Your parental stock is going to SOAR when this kid is introduced to vending machines and high fructose corn syrup. And let us not forget the American ritual that is pep rallies and cheerleaders!
They’re short, yeah! They’re short, yeah!
You checkin’ out my bloomers?
GO! SHORT! SKIRTS!
Upon pick-up for the first day of school by the big yellow cheese wagon, that IPO will be jealously coveted by the other private companies, mark my words. And here’s where I’m going to blow your mind with an amazing suggestion – stay with me! – don’t send just one kid public. Send two public and two private – solidarity in numbers – or hell, send ’em all public.
I’ll let that sink in.
SEND THEM ALL PUBLIC.
You say that it’s a “great public school?” So why not save a bundle and prepare for the option of taking these four companies private again when they’re 18 and dying to go to Amherst College. (To which you’ll respond, of course, “But they’re the LORD JEFFS, don’t be absurd.”)
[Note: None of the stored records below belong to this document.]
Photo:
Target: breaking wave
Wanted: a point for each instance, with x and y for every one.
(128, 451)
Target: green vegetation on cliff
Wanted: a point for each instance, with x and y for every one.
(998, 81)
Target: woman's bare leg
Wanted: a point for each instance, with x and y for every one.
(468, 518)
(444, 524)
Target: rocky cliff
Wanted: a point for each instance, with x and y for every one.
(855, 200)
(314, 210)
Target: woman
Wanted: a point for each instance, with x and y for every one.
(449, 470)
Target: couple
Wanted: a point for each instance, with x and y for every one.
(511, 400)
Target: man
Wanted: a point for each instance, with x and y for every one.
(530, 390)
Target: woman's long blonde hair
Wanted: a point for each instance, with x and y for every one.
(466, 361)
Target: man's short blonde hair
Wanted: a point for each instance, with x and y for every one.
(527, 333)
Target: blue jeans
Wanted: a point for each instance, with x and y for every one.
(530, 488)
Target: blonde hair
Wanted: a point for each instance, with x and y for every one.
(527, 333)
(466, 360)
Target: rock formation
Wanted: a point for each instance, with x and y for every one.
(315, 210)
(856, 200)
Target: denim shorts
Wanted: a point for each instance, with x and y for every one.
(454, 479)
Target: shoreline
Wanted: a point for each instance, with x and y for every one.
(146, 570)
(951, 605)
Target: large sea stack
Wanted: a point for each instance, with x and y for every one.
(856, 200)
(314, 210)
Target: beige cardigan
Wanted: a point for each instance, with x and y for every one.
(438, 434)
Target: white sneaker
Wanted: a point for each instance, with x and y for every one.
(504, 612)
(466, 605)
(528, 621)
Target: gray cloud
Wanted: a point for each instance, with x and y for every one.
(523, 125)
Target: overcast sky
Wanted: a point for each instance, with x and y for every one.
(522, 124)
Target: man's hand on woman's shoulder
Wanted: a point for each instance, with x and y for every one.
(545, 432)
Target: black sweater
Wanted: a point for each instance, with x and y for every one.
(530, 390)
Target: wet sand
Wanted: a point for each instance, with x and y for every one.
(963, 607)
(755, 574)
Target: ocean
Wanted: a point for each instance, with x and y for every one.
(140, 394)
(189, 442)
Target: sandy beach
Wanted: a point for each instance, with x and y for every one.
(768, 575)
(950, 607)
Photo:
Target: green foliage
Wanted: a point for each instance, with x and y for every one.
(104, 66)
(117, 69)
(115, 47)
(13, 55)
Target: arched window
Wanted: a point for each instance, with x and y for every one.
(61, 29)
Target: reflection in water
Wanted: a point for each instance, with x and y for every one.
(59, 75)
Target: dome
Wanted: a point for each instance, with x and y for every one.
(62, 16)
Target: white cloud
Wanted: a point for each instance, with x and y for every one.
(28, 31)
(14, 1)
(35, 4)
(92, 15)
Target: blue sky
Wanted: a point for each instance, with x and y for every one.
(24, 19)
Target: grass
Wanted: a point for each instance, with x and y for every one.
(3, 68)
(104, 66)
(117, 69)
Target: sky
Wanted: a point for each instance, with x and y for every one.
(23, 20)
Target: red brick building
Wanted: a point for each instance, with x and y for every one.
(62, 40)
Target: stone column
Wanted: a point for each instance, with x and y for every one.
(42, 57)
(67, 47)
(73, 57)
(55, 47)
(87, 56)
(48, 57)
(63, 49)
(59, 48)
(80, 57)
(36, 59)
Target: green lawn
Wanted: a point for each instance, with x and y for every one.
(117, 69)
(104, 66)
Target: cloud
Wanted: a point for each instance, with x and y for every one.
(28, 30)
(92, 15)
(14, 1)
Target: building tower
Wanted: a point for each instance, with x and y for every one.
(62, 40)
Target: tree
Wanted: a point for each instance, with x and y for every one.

I know you’re worried about how your kids will handle the change, but they’re resilient. Hardy. Like cockroaches that never shut up. Or something. The kids will be fine. It’s adults that can’t handle change. I mean, look at me! I wrote this on papyrus using a quill and ink and sent this to the Mouthy Housewives via carrier pigeon.
The big question is: can you handle being a public mom?
True. The PTA won’t compare to the Friends of the Organic Garden Committee, but I, for one, see going public as a great investment for your shareholders.